JuliaData / DataAPI.jl

A data-focused namespace for packages to share functions
Other
33 stars 13 forks source link

Rename `All` to `Union`, or to `Cols`? #16

Closed pdeffebach closed 4 years ago

pdeffebach commented 4 years ago

It ocurred to me that a statement like All(Not(:x), :y) is a bit of an oxymoron. Also, if one were to construct a statement outside a transform-like function call you would see

All(Not(:x), :y)

Which raises the question, All of what?

Perhaps it could be Union(Not(:x), :y). This reads better in my opinion.

piever commented 4 years ago

One issue is that All() is used to select all columns, I think Union() would be very confusing in that sense (one would expect the empty set with Union()).

pdeffebach commented 4 years ago

We could deprecate that in favor of Union(:). This is just an idea, I'm not wedded to it but think it might be helpful.

bkamins commented 4 years ago

I agree that Union is a better name. Actually we had a bug in DataFrames.jl because All() is actually All(:) that was recently fixed. However, Union is not the best name as it is used by Base, so probably All should stay.

pdeffebach commented 4 years ago

Thoughts on Cols? It can be thought of as a container for Columns.

Cols(Not(:id:), r"^t", [:income, :consumption])

Makes it pretty clear that we are building a container of columns.

CameronBieganek commented 4 years ago

I think that Cols is the best choice. The docstring for All is actually incorrect:

All(cols...) Select the union of the selections in cols.

All creates a tuple of sets of columns, not the union of the sets. For example,

All(:x, :y) != All(:y, :x)
All(:y, :) != All(:)

In DataFrames.jl the ordering produced by All is used to choose the order of the columns when indexing.

The actual behavior of All is this:

I think this behavior is much better captured by the Cols name. Then Cols() would select zero columns and Cols(:) would select every column.

Tagging @bkamins, since this would be a breaking change.
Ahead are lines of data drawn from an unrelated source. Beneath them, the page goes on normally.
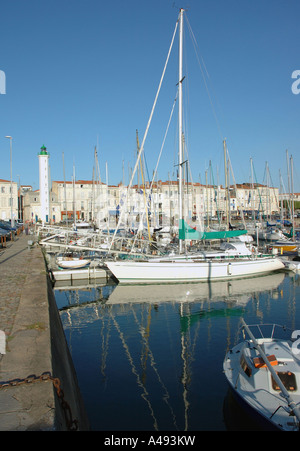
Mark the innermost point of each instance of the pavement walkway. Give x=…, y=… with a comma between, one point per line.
x=32, y=343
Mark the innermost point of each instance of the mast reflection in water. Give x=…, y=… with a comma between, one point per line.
x=149, y=357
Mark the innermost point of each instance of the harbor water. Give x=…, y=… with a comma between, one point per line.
x=150, y=357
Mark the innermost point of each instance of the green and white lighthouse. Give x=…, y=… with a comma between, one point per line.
x=44, y=184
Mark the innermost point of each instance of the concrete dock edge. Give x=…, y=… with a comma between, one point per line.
x=35, y=345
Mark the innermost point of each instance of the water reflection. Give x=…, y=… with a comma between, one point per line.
x=150, y=357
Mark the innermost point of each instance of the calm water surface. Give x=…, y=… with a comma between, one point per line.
x=150, y=357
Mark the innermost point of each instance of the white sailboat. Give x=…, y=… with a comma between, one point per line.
x=196, y=268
EDIT: Of course maybe the docstring could just be updated. The lack of context of the word All shouldn't generally be a problem, since it pretty much always appears inside an indexing or select expression. And if All is changed to Cols, then it might make sense to change Not to NotCols, because Not can occur without an All/Cols and is subject to the same criticism of "not what?".

Here's another idea. Use Cols instead of All and write a Base.:!(::Cols) method to replace Not. Example:

df = DataFrame(r=1, x1=2, x2=3, y=4)
df[:, Cols(!Cols(r"x"), :)]

I've also thought that it might make sense to just use a literal tuple instead of All. However, I think if I saw df[:, (:x, :x)], then I would expect column :x to be repeated.
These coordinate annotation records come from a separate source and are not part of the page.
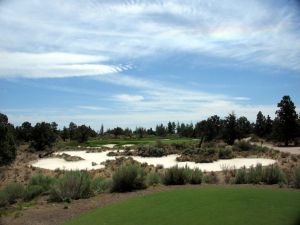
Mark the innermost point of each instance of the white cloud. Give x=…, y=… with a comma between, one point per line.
x=91, y=107
x=247, y=31
x=129, y=98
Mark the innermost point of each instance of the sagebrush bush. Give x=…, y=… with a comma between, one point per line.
x=3, y=199
x=41, y=180
x=225, y=153
x=153, y=178
x=242, y=146
x=150, y=151
x=255, y=174
x=32, y=191
x=11, y=193
x=241, y=176
x=210, y=178
x=128, y=178
x=296, y=177
x=273, y=175
x=175, y=176
x=100, y=185
x=72, y=185
x=195, y=176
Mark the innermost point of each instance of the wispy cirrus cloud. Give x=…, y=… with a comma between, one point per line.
x=122, y=30
x=54, y=65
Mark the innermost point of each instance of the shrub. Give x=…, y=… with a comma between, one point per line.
x=211, y=178
x=41, y=180
x=72, y=185
x=195, y=176
x=273, y=175
x=240, y=177
x=175, y=176
x=225, y=153
x=153, y=178
x=255, y=174
x=150, y=151
x=32, y=191
x=242, y=146
x=128, y=178
x=3, y=199
x=296, y=177
x=11, y=193
x=100, y=185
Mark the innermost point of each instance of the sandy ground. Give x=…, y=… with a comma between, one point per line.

bkamins commented 4 years ago

@piever - what do you think about it? I think that in DataFrames.jl it is not a problem to make this change now if it were preferred (but after 1.0 release this will be a problem), but this is a DataAPI.jl change that would have a larger impact.

CC @nalimilan

nalimilan commented 4 years ago

Cols isn't bad, and it would make more sense with broadcasting, e.g. Cols(Not(:x)) .=> sum (since Not(:x) .=> sum cannot work). But should Cols() still be equivalent to Cols(:)? That's less explicit than All(), though probably not the end of the world.
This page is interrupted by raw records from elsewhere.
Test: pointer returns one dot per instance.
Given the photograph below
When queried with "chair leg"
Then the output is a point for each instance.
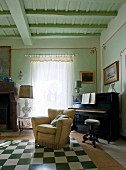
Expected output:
(91, 136)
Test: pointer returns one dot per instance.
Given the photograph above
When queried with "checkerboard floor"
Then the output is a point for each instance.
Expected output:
(22, 155)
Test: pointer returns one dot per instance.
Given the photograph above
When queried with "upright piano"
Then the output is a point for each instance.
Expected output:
(105, 109)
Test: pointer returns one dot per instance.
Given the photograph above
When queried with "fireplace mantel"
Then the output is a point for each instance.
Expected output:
(11, 88)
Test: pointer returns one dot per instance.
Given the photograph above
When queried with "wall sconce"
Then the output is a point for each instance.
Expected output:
(20, 76)
(77, 86)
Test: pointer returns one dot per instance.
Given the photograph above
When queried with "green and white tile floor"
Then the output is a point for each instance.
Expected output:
(22, 155)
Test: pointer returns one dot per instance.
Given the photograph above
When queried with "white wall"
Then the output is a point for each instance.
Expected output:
(114, 40)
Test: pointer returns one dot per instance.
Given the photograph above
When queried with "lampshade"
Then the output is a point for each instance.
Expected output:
(77, 84)
(26, 91)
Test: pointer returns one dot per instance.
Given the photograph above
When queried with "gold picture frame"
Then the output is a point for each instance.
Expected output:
(5, 62)
(87, 77)
(111, 73)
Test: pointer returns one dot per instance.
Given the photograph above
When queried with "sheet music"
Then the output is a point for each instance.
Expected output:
(85, 98)
(88, 98)
(92, 98)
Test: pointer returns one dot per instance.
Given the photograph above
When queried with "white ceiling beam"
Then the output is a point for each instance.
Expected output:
(18, 14)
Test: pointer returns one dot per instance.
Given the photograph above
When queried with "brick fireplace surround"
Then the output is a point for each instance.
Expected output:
(8, 105)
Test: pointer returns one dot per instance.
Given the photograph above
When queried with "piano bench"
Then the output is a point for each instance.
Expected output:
(91, 134)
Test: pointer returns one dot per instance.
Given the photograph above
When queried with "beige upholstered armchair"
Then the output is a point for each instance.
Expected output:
(53, 131)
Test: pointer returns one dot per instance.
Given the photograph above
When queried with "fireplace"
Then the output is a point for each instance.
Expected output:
(8, 105)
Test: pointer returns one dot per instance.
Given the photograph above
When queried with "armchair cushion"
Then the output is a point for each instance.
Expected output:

@CameronBieganek Not exists outside of DataAPI and can be used with any array, so I think we should keep that name.

bkamins commented 4 years ago

If we go for Cols then I think Cols() should not select any columns.

Now as I think of it in general - actually if JuliaDB.jl wants to keep All it is OK. We can just allow Cols as a new selector here and use it in DataFrames.jl. Then there is another question if we deprecate All or keep it as a legacy.

piever commented 4 years ago

I confess my main gripe with the status quo is that All() meaning all columns and All(args...) meaning more or less the union is a bit inconsistent (empty union should be no columns), but also, entirely my fault :) https://github.com/JuliaComputing/IndexedTables.jl/pull/123. Before, it used to be called Join.

These references may be relevant: https://github.com/JuliaComputing/IndexedTables.jl/issues/112 and https://github.com/JuliaComputing/IndexedTables.jl/pull/119. There is a bit of a discussion comparing with special selectors from dplyr.

For me to understand, the behavior would remain unchanged other than for Cols(), so say Cols([:x, :y], :z) would be the same as Cols(:x, :y, :z)? From the point of view of JuliaDB that's an important use: the main use of All selector is "unnesting", because (Not(:x), :y) would get a nested thing otherwise (with two columns, the first one in turn being a StructArray that corresponds to Not(:x)).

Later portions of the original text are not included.